Acting Transportation Secretary Jamey Tesler said the data shows drivers are not following the year-old law, which can have "deadly consequences."

"Distracted drivers are a hazard on the road," Tesler said in a statement. "For your sake and the sake of others traveling on the roads, please put the phone away, drive sober, travel at or below the posted speed limit, and pay attention to what's going on around you while driving."

The hands-free law, which went into effect in February 2020, prohibits drivers from holding a phone while talking, inputting an address into a GPS, typing or reading text messages. It updated the state's 2010 texting while driving law, which police officials had said wasn't strong enough.

The new law exempts on-duty police officers as well as people acting in an emergency, such as reporting an accident or calling police.

The rules also make violations a primary enforcement offense, unlike the seatbelt law, which means drivers can be stopped solely for using their phone while driving.

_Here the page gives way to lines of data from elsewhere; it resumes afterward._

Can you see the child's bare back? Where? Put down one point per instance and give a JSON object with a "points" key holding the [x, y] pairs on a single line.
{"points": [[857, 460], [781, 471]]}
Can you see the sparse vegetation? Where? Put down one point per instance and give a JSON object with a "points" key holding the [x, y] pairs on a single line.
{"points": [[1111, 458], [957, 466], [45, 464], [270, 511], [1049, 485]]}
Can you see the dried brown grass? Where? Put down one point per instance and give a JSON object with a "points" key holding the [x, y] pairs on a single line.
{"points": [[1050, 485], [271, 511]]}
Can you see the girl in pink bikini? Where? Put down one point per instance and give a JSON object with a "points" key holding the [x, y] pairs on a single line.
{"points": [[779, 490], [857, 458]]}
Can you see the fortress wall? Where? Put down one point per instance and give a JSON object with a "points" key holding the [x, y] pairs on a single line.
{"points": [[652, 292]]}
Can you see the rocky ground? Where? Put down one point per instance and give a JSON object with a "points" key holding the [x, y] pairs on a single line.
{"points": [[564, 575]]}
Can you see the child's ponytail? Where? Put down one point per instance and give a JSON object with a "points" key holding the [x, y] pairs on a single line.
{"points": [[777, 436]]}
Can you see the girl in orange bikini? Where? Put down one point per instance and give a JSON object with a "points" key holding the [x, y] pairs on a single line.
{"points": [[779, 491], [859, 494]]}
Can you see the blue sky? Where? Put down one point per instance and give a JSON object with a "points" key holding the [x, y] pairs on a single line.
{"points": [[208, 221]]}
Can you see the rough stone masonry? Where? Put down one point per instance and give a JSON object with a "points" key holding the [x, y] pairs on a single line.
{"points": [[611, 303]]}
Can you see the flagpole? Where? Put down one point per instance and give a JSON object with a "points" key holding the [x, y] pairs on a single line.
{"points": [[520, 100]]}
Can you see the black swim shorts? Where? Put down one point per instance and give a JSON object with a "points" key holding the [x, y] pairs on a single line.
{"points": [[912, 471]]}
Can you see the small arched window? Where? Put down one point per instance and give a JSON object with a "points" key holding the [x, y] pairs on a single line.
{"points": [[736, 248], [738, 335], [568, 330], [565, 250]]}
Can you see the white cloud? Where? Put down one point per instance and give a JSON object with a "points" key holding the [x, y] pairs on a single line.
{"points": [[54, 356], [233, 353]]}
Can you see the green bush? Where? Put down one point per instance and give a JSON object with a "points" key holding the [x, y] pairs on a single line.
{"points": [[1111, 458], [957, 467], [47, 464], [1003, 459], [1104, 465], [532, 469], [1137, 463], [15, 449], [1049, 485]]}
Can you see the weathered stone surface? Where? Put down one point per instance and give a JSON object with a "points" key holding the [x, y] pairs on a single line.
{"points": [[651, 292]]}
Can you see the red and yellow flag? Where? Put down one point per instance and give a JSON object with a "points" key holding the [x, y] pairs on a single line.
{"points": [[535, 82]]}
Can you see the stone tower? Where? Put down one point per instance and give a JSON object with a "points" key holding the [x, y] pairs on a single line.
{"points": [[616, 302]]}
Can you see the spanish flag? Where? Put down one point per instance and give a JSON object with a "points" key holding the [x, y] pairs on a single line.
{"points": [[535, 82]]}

Fines for violations range from $100 for a first offense up to $500 for repeated offenses. Drivers with multiple violations are subject to insurance surcharges.

But the data released by MassDOT shows a majority of the citations issued to date — 40,181 — only resulted in warnings, not fines.

Under the law motorists who rack up multiple violations are required to complete a program meant to prevent distracted driving. MassDOT data shows at least 160 people have been sent to the program, and 74 have completed it.

Distracted driving was blamed for killing 3,142 people in car crashes in the U.S. in 2019 — an average of nine deaths per day, according to the American Automobile Association. Twenty-three of those deaths were in Massachusetts.

Safe-driving advocates who lobbied for years to update the texting-while-driving rules say they are meant to prevent injuries and fatalities.

"We cannot be attentive and defensive drivers if we are distracted by our phones," said Emily Stein, president of the Safe Roads Alliance, who lost her father, Howard, to a distracted driver in 2011. "Hang up and drive for your own safety and for everyone else you share the road with."